TLDR: Meet all of your commitments and your customers will come to trust you with more. Burn them once on timeline and they'll take it upon themselves to prevent it from happening again.
Yes, I have noticed this, and have done it myself. Most of the shops I've worked with over my career have frankly sucked at meeting their promised delivery dates, so this doesn't surprise me.
If I pay an unusually large expedite fee so a shop can drop someone else’s work and do mine, that's not my problem other than finding the money. If I pay the same expedite fee so that I can delay my co-worker's more important project over mine that's just bad business. If I tell the shop "delay the delivery date on project X so that you can get this new project Y done faster" they'll work with me, but be rightfully unhappy about the churn.
One of the projects I'm on right now I've split up across 3 shops for this very reason. It's a batch of a few dozen each of 3 different parts.
I have a great relationship with shop A, and the owner is very honest with me. He straight up told me that he could take on at most one of the 3 parts in my assembly and any more he would just be late on everything, so I only gave him the one part.
Shop B is near capacity on a different project of mine. I know this because they can't deliver parts for that project in the volume I want.

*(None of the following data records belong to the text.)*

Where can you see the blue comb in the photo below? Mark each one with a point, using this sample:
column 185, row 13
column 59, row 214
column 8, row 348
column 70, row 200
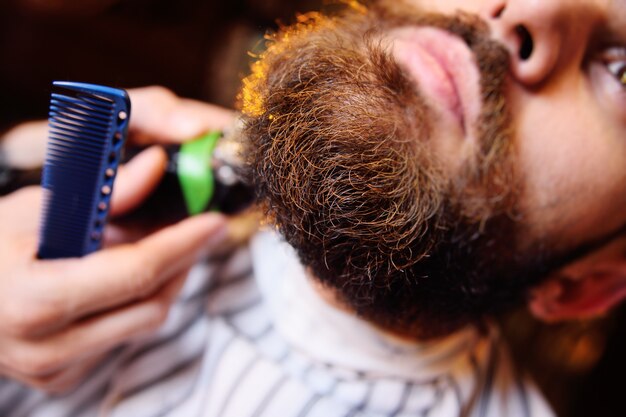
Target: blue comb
column 88, row 125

They're also pretty honest with me and have told me they can't handle much unless I'm willing to accept a slight slow down on the other project, which I'm not. Result is that I only gave them one of the remaining 2 parts.
Shop C is pretty new to me. Not local and I don't really know them. They're a bit of a wildcard, and have also expressed that they're not confident they will hit the delivery time I requested, so they get the remaining part.

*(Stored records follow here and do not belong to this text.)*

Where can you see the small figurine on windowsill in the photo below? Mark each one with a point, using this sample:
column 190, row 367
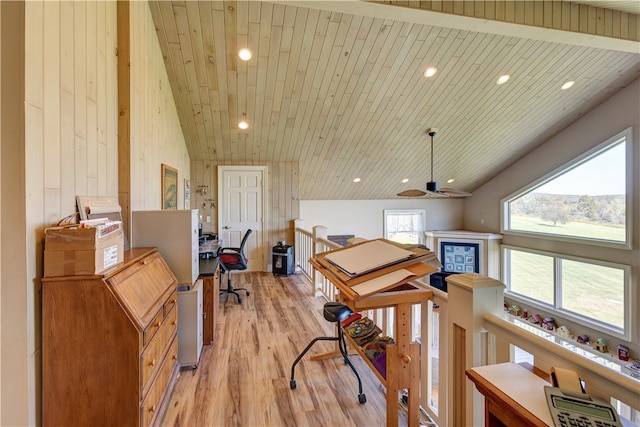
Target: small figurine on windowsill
column 583, row 339
column 623, row 352
column 536, row 319
column 549, row 323
column 601, row 345
column 563, row 331
column 515, row 310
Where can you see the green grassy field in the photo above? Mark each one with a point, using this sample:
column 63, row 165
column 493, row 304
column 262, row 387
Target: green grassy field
column 592, row 290
column 575, row 228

Turns out there aren't a ton of people in my network who want to do precision turned bits in under 1 week lead time (delivered, from first drawing). Not a surprise, it isn't really a reasonable ask and we're thankful for the shops we work with for being able to do this every now and then.
Here's the catch, most of the shops I've worked with over my career just say yes, and then promptly miss on both. When the delivery date passes and I ask where my parts are they proceed to blame me, because I've asked for so many things all at once! Part of it has been my fault, sometimes they've told me they can't hit it, my boss has told me to call back and demand better, and then they say yes and make up a date we both know they'll miss. In the end they're pissed because I'm calling about late parts, my boss is pissed because my project is late, and I'm pissed because I knew this was going to happen and my a**hole boss forced me into it.....again. Fortunately I no longer work for that boss and I don't have to buy parts from those shops, but you can see how this all happens.